According to Mittal, this research could lead to insights into neurodegenerative diseases such as Alzheimer’s disease, Parkinson’s disease, amyotrophic lateral sclerosis (ALS), and frontotemporal dementia. The proposed work aims to develop and utilize multiscale computational methods, from the atomic to the mesoscale level, to build a molecular mechanistic framework.

“In the context of heterochromatin, you're dealing with tightly controlled gene expression,” Mittal said. “This process involves the phase separation of proteins and nucleic acids, which helps form these membraneless compartments.”

Phase separation plays a role in diverse biological processes and can explain longstanding questions related to cellular organization. The first part of the project will focus on the phase separation of RNA-binding proteins and their role in DNA damage repair and transcriptional condensates formed by fusion oncoproteins. 

The team aims to decipher the relationships between amino acid sequence, phase behavior, condensate dynamics, and biological function to leverage phase separation for synthetic biology and understanding cellular function and dysfunction.

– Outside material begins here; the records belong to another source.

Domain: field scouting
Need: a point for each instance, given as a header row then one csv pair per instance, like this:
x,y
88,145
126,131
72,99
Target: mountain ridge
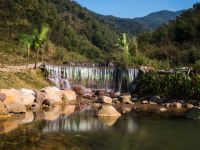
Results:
x,y
134,26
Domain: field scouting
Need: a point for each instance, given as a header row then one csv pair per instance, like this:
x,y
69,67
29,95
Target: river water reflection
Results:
x,y
72,128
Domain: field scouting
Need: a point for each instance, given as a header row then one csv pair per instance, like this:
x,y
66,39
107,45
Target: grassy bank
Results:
x,y
33,79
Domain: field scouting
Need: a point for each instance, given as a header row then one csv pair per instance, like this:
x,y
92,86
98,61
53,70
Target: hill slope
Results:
x,y
155,20
177,42
138,25
75,30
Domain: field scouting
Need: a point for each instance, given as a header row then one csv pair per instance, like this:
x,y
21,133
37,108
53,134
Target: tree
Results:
x,y
39,40
123,44
27,41
133,50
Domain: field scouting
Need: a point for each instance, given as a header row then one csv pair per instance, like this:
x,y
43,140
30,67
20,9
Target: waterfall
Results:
x,y
115,79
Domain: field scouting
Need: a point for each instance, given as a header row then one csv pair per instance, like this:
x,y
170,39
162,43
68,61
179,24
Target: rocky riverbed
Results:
x,y
51,101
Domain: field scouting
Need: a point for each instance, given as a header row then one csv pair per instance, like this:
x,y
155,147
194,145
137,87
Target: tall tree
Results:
x,y
27,41
39,40
123,44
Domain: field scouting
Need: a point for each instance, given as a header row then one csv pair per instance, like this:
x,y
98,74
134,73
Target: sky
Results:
x,y
134,8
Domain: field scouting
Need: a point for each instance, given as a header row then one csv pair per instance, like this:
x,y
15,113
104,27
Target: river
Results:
x,y
82,130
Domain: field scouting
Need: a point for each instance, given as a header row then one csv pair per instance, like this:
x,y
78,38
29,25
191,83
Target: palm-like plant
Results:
x,y
123,43
39,40
27,41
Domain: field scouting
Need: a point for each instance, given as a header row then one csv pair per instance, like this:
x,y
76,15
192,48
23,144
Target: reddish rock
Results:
x,y
40,97
69,95
105,99
80,90
108,111
2,97
100,93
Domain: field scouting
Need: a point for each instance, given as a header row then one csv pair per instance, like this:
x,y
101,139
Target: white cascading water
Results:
x,y
90,77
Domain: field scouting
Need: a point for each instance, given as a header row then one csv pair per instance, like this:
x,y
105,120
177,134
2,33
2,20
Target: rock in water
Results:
x,y
46,102
126,99
40,97
2,97
68,109
193,113
12,96
53,113
53,94
105,99
156,99
16,108
3,110
177,105
20,97
163,109
189,105
29,117
69,95
27,97
108,111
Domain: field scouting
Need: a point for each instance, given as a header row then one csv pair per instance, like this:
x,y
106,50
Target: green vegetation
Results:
x,y
73,29
178,85
138,25
76,34
32,79
176,42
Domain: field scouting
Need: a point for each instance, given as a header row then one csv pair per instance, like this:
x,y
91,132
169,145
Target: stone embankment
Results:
x,y
105,103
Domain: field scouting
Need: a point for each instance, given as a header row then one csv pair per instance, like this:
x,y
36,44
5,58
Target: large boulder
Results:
x,y
108,111
3,110
105,99
53,94
193,113
177,105
27,97
13,96
28,118
2,96
16,108
40,97
68,95
22,97
84,92
156,99
125,99
68,109
53,113
80,90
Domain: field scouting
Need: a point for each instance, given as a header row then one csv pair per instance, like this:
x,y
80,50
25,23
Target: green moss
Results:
x,y
30,79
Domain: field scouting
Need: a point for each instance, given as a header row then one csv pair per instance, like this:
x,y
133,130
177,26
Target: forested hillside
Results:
x,y
177,42
138,25
74,29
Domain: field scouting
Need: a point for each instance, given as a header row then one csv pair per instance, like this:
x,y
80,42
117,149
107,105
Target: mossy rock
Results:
x,y
193,113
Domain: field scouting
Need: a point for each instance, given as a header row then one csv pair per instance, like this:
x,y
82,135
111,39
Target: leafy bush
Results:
x,y
178,85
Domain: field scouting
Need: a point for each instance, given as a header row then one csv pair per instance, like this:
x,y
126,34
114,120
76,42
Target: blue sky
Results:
x,y
134,8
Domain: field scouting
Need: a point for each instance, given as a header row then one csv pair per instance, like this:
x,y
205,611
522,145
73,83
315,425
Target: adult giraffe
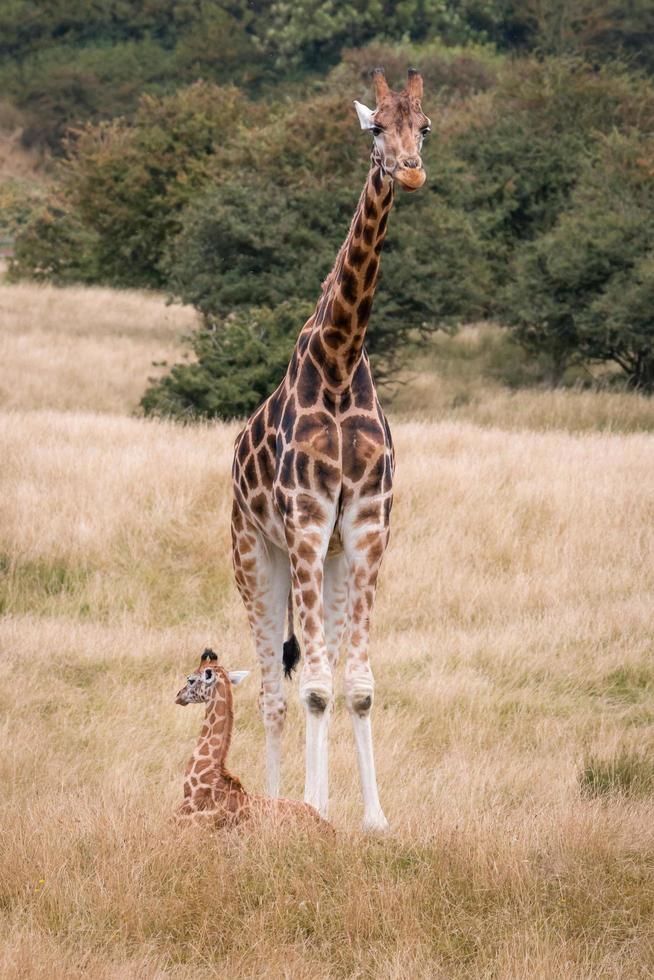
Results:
x,y
313,472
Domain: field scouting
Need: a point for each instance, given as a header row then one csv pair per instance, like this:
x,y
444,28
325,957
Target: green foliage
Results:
x,y
276,236
54,246
584,290
124,189
67,63
19,200
525,148
238,362
311,32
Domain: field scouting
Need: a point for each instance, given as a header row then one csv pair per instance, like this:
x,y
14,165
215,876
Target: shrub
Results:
x,y
238,362
584,291
125,186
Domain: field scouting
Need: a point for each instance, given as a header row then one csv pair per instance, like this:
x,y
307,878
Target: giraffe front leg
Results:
x,y
335,605
307,549
364,548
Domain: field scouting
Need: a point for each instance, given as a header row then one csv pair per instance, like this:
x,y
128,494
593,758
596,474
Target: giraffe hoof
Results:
x,y
377,824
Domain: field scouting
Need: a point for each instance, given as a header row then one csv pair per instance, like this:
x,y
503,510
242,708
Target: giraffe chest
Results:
x,y
309,463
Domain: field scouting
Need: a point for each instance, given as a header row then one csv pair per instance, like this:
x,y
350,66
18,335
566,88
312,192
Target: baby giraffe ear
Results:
x,y
236,676
365,115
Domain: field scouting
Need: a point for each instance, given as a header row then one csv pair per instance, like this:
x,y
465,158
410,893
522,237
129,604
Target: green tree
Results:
x,y
126,185
583,291
237,363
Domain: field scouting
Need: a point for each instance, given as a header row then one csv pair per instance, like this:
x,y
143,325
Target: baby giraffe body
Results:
x,y
211,792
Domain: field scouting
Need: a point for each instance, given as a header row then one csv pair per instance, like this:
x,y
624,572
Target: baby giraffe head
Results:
x,y
398,126
207,681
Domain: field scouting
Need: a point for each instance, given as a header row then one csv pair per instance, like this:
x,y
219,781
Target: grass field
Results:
x,y
514,716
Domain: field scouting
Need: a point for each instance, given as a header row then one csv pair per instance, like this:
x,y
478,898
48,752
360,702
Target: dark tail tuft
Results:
x,y
290,656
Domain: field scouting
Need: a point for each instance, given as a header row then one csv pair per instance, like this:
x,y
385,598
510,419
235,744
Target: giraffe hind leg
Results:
x,y
263,578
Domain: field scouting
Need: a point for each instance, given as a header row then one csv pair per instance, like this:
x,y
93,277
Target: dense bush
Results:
x,y
585,290
123,190
237,364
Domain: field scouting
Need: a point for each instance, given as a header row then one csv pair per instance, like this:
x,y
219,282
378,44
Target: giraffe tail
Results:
x,y
291,648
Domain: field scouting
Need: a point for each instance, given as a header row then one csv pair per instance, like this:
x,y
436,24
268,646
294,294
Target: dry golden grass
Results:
x,y
460,378
81,348
513,656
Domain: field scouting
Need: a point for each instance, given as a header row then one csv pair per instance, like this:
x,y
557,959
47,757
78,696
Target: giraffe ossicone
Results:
x,y
313,475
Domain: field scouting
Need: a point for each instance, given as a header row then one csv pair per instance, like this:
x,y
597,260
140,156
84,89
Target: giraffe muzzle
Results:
x,y
410,174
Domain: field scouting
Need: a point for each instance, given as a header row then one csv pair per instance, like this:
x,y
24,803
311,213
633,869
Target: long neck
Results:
x,y
339,323
216,735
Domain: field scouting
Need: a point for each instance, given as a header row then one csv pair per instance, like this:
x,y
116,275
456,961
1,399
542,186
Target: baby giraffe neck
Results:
x,y
210,753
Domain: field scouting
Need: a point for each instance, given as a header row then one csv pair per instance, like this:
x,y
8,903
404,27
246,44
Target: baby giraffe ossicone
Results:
x,y
211,792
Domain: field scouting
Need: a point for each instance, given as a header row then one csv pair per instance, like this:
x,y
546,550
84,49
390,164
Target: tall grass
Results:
x,y
514,714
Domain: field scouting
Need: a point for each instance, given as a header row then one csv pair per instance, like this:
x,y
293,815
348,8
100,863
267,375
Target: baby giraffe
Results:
x,y
210,791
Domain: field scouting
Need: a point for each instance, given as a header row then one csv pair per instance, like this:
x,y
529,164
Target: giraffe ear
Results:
x,y
365,115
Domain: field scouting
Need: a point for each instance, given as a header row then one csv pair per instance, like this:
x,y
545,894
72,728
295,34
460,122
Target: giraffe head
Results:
x,y
399,127
201,685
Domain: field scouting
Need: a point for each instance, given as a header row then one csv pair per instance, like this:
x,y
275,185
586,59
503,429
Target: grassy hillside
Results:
x,y
85,349
514,721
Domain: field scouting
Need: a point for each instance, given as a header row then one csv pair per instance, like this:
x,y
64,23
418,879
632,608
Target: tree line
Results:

The second part of the project will provide a detailed molecular picture of phase-separated protein assemblies in chromatin organization, focusing on the co-phase separation of the heterochromatin protein family.

This research changes the way scientists think about biological organization and can predict which biomolecules or proteins will form membraneless organelles. By building and using computer models, the proposal aims to simulate the process of phase separation in a controllable way, expanding the scope of these models.

Mittal believes that a combination of computer modeling and experimental techniques such as NMR, microscopy, and microrheology can provide the best path toward uncovering the relationship between amino acid sequence and phase separation. The ultimate goal is to push the boundaries of what is possible, gaining insights that will help discover new therapies and bridge the gap between macroscopic observations and macromolecular phase separation.